Ecco, i castelli in aria di Jo non sono quelli di una ragazzina qualunque (come me), che sognava di realizzarsi in quanto moglie e madre. Ma l’esatto opposto. Le sue fantasticherie di bambina le hanno fatto credere che una donna per essere libera deve scegliere la solitudine, ma erano appunto fantasticherie, semplificazioni destinate a stravolgersi. Da grande, mentre le ragazzine qualunque (come me) chiederanno alla vita ciò che hanno scoperto di desiderare, Jo imparerà a pretendere più o meno tutto, e cioè il lavoro e pure l’amore e se vorrà un figlio e l’amicizia fraterna con un uomo e l’affetto per la sua famiglia e una casa dove ci sia abbastanza spazio. Ma è evidente che per essere una femminista, era necessario che Jo restasse fedele agli intenti iniziali, quelli di un’adolescente ammantata da tutta la radicalità del caso.

Insomma, dopo esserci battute per avere almeno su carta pari opportunità rispetto agli uomini, ecco di nuovo la vecchia idea di donna libera, ma che è costretta a scegliere fra l’amore e il lavoro. «Ho sempre avuto un’idea ben chiara di ciò di cui il libro parlava», ha dichiarato Gerwig in un’intervista, «delle donne come artiste e del loro rapporto con il denaro». Certo, è innegabile, c’è anche questo.

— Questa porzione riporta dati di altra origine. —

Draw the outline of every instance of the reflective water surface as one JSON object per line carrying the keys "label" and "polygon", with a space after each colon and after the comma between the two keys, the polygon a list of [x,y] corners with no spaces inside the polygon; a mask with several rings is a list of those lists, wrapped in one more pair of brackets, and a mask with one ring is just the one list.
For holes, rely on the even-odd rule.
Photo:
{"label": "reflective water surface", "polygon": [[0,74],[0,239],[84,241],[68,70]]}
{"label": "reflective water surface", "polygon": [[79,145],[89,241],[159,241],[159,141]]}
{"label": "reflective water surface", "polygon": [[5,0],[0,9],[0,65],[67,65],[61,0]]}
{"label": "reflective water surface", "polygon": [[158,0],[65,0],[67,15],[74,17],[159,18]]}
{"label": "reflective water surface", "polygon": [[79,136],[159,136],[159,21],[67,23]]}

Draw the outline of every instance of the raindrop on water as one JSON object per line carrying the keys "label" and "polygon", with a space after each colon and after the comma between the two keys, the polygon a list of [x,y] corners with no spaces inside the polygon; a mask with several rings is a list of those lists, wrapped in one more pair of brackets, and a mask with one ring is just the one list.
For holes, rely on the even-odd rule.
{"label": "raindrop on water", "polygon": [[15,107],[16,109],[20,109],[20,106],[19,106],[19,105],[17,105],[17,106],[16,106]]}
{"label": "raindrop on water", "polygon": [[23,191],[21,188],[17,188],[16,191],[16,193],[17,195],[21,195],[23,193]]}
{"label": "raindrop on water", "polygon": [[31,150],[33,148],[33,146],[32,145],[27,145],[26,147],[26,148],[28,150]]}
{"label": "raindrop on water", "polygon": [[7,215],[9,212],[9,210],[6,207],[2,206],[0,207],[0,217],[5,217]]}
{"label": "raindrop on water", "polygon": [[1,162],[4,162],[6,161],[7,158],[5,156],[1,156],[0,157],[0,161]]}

Ma la bellezza di Jo risiede altrove, nella complessità dei suoi desideri. Quando abbiamo iniziato a credere che per una donna libera, un’artista, l’amore fosse solo un codice, un’imposizione sociale come lo è un cappellino? Nel romanzo nessuna delle sorelle March è un modello di donna, seppure ognuna sia chiamata a plasmarsi sotto la spinta delle scelte e delle rinunce. È nel compromesso, nella distanza dalle aspirazioni infantili, che si consuma la crescita. Sotto il peso degli inciampi che la vita ha in serbo per loro, ognuna delle sorelle è costretta a tornare sui propri passi, ed è in questa scintilla che si risolve il passaggio all’età adulta. Nello scarto fra ciò che sarebbe potuto essere e quello che davvero sarà. Forse non sbagliava chi ha scritto che il film di Gerwig è una rilettura moderna di Piccole donne, a patto che si concordi su quanto la modernità sia invischiata nel manicheismo stolido di chi pensa il mondo come una semplice contrapposizione fra opposti. Un sistema binario in cui se sei carnefice non sei vittima (neanche di te stessa) e, soprattutto, se sei libera e per di più artista non puoi che considerare l’amore e il matrimonio e i figli come un ostacolo ai tuoi progetti. C’è il sospetto che “post-ideologico”, da riferirsi ai nostri tempi, sia un rigurgito di ottimismo.